TROP BON, TROP...?
C'est en 1929 que paraîtra - dans un recueil regroupant d'ailleurs deux autres textes relatifs au vieillissement - ce court récit intitulé
La Nouvelle du Bon Vieux et de la Belle Enfant. Son créateur, le romancier italo-souabe
Italo Svevo venait de mourir l'année précédente à l'âge de soixante-cinq ans, tandis que la célébrité littéraire tant attendue plus jeune, rêve blessé et des années repoussé, est enfin là, depuis trois ans à peine.
Dans cette histoire ironiquement exemplaire, on suit le parcours d'un vieil homme bientôt parvenu au seuil de son existence et qui s'amourache d'une jeunesse aux yeux bleus, conductrice de tramway et néanmoins belle enfant de cette histoire. le vieux barbon va s'exhiber avec sa conquête inattendue, la couvrir de cadeaux, se penser revenu à ses vingt ans... Jusqu'à tomber sérieusement malade. Cependant, le temps de la convalescence aura suffit à la jeune fille pour oublier son naïf philanthrope et fricoter avec un homme de son âge. le géronte les croisera bientôt dans la rue et décide de reprendre cette idylle réchauffée mais cette relation ira de mal en pis et, désabusé, bientôt déçu, le vieil homme s'enfoncera à nouveau dans sa solitude mais décidera de faire de cette histoire un grand roman sur l'amour dont le titre sera "Des rapports entre la vieillesse et la jeunesse".
Histoire d'un vieil homme qui refuse d'accepter son âge, pire : qui se ment à lui même et qui, l'espace d'un moment, décide de ne plus rien savoir de ce que sa propre expérience passée a pu l'enrichir (mais la vie n'aura de cesse de le rattraper), cette nouvelle d'une ironie mordante, au style volontairement très distancié est aussi un monde en miroir dans lequel il n'est pas superflu de songer que le vieillard qui se met à rédiger une oeuvre explorant et prenant prétexte de cette mésaventure d'
une vieille ganache qui se refuse à regarder la vérité en face n'est autre que ce triestin d'Italo Sevo.

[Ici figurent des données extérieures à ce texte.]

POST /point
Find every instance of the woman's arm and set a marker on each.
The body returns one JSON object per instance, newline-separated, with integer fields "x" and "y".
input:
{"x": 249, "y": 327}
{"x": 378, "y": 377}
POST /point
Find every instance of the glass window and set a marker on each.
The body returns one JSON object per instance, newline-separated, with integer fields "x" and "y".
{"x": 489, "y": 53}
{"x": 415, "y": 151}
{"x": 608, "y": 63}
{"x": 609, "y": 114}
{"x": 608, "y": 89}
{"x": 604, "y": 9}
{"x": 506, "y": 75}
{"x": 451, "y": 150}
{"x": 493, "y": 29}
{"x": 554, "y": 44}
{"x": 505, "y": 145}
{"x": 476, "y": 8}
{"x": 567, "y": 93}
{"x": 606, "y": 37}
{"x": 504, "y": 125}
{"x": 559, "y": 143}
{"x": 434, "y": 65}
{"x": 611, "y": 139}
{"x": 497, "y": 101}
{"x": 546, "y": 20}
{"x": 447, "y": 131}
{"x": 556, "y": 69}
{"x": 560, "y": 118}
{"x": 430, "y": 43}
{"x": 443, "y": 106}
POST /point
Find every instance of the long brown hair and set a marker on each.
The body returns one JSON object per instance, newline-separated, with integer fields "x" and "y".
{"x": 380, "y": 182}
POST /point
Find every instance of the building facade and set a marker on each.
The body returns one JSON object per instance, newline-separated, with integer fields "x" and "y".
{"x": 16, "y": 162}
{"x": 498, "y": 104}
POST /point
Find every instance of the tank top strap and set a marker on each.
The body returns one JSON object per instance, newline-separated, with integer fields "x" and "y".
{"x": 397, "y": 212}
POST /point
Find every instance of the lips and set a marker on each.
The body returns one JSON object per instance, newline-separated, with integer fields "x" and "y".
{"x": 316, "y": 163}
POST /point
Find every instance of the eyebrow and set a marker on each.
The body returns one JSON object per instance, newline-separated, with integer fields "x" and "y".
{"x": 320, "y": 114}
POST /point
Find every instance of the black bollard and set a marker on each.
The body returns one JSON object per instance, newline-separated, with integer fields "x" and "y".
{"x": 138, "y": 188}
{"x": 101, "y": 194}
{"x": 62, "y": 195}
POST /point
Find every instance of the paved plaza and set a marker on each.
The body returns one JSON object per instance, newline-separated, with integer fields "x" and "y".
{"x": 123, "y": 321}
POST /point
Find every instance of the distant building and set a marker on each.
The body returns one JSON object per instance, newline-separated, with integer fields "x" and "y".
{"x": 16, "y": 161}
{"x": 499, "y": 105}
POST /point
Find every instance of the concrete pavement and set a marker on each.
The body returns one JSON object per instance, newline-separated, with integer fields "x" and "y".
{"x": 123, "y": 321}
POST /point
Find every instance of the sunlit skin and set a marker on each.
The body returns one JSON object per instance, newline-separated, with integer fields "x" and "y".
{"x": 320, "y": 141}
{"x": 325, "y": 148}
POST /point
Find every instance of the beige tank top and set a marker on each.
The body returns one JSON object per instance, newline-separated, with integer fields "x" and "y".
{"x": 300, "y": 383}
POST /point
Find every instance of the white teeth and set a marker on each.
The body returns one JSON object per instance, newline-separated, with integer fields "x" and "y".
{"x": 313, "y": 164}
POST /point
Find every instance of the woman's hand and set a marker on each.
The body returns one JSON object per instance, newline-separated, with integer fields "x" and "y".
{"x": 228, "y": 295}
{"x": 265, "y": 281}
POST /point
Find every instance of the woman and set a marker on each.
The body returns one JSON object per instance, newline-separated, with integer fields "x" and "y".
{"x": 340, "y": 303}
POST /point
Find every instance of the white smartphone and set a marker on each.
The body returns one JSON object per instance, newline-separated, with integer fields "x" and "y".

Comble du désespoir et de l'humour, sans aucun doute que le portrait de ce vieil aigrefin, mais d'une certaine manière, étonnant pied de nez à cette vie de labeur sans joie, tandis que la reconnaissance littéraire s'était refusée à lui, qui aura fini par sourire sur le tard à celui souvent considéré comme l'un des premiers modernes des lettres italiennes du XXème siècle.